Volumes like John Jennings’ “Black Comix” shine a spotlight on comic and animation artists of color and highlight the fact that there is not a great deal of recognition for artist of color in that industry. Have you found it difficult to navigate that world? Do you think that there is still a big disparity with the number of artists of color vs. white artists in that field?
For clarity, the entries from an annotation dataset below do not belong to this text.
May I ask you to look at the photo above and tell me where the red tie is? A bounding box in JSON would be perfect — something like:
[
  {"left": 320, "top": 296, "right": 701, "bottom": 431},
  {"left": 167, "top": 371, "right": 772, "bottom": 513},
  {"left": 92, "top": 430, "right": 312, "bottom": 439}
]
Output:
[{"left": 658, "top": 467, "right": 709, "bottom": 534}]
This is where my past comes into play. My father raised me with an awareness of my place in this world. If there is something I want or something I think is lacking then it is MY duty to fill that void. As difficult as it may seem to fill a void it can be done and it will be done was the mantra in my home. That can be applied to comics, filmmaking, music and any industry. If you approach it with the mind state that you are redefining and creating what you feel needs to be out there, then you don’t spend a lot of time concerning yourself with those who are trying to shut you down, hate on you or compete with you. You just DO what the Creator has guided you to do and what happens happens. I always knew that we were outnumbered in “their” field however when it comes to creating our own genre I am NOT outnumbered. I am the majority, the vanguard. I am here for a reason, to offer new alternatives to my children and kids like me and to show kids of other cultures that there is another way to view us. Now don’t get me wrong, I am well aware of the fact that more white artists dominate the comic, animation and effects industry but with the advancement in technology that barrier has been lifted. We can publish books with ease now, animate from home and create productions at will. The issue of distribution and finances is still there however with internet we can at least be seen and have a voice which can be the bait to an investor or other supporters who can help you get to the next level of success. I always say that we are the ones we are looking for. We hold the answers to our own success. Just utilize the tools that we now have access to.
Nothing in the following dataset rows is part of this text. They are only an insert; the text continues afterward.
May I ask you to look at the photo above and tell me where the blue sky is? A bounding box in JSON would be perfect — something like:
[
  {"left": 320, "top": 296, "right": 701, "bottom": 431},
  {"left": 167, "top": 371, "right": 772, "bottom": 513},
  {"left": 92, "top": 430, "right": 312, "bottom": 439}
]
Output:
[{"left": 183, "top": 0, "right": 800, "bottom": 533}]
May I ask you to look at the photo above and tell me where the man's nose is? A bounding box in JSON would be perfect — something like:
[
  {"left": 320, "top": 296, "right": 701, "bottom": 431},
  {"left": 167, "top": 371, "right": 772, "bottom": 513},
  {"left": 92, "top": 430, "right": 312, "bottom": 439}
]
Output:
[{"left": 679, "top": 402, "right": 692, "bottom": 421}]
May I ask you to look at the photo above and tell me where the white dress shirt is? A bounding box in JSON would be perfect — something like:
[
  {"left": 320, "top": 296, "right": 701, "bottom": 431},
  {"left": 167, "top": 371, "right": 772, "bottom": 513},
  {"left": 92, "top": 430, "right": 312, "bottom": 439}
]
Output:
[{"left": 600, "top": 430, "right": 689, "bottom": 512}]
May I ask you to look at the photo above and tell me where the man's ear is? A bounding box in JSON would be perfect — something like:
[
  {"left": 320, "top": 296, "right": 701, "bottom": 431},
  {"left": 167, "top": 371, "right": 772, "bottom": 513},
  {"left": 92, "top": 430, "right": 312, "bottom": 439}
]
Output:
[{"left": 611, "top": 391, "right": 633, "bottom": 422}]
Your “speed painting” videos are amazing to watch. What inspired you to begin creating/sharing these with the world?

Thank you!  I’m glad you are enjoying them. I created an art instructional video in the late 90’s to early 2K’s called DRAWING FROM THE SOUL. It was revolutionary at that time as well because there were no popular art instructional videos featuring a Black art instructor that taught from another perspective. It was even highlighted on the Tavis Smiley Show. Just as Brotherman was groundbreaking, Drawing From The Soul inspired a lot of young kids to draw and I intended to bring that back to the forefront as well. The speed paintings are just precursors to generate a following to prepare them for the tutorials which will be more in depth in the teaching. I enjoy making the videos. I also like to share and help those that may find the videos inspiring. So right now it is to build a following and generate excitement in the arts.
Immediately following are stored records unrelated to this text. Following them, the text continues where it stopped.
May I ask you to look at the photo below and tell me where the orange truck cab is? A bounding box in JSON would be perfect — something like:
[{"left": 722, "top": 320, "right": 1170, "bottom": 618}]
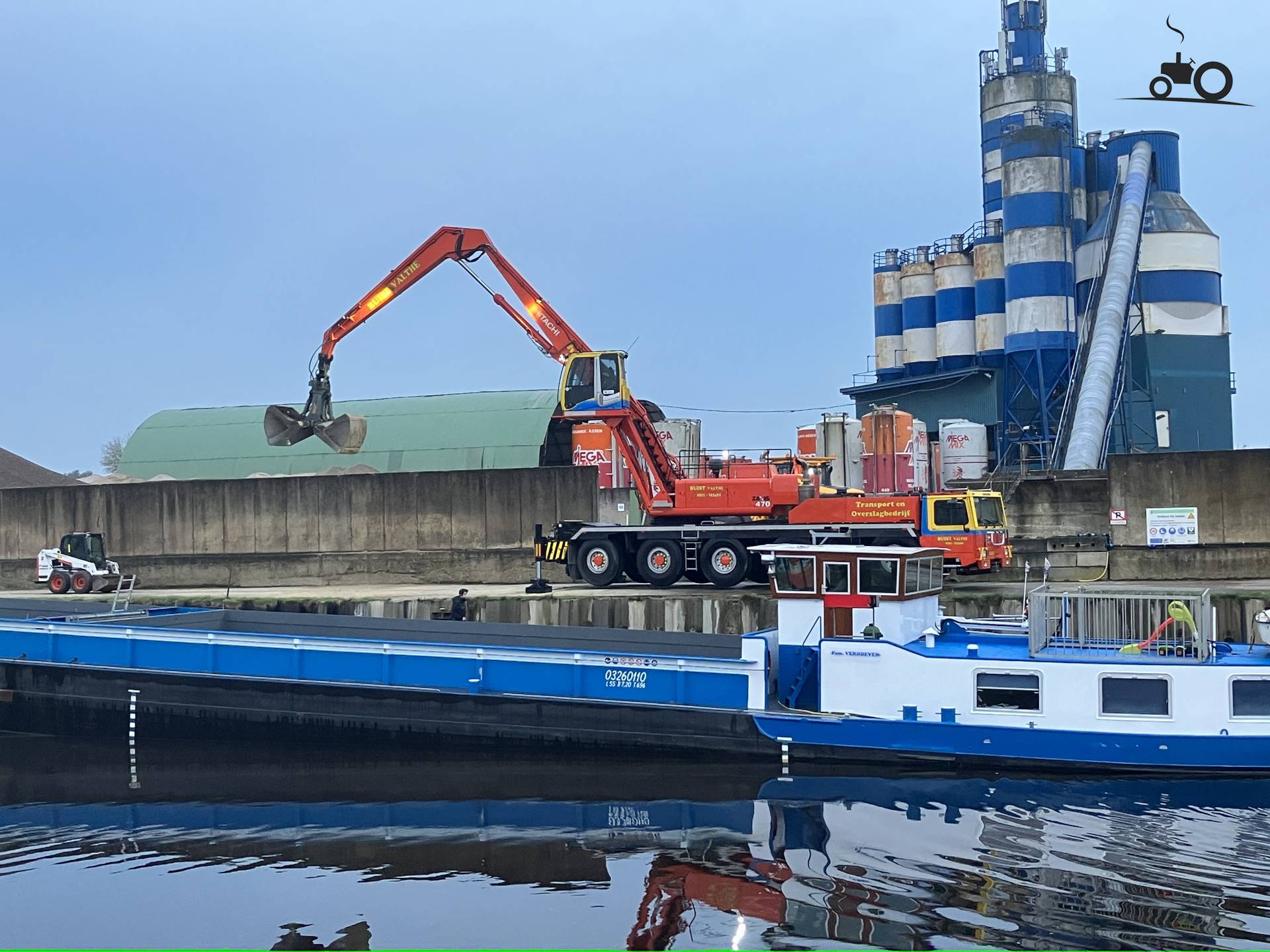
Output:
[
  {"left": 788, "top": 489, "right": 1013, "bottom": 571},
  {"left": 921, "top": 489, "right": 1013, "bottom": 571}
]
In addition to being an accomplished artist, you also teach and lecture around the country. What advice would you give to a young animator?

Well, my main piece of advice is to be yourself. Be inspired by others but never lose yourself in someone else’s work. Drawing From The Soul means to pull from your spirit and share that with the world. That is one ting that cannot be copied. Your true self. Show us what YOU can do. Also, circle yourself around positive people who want to see you succeed. Keep your distance from those that put you down or drain your energy. Focus on your craft and practice every chance you can.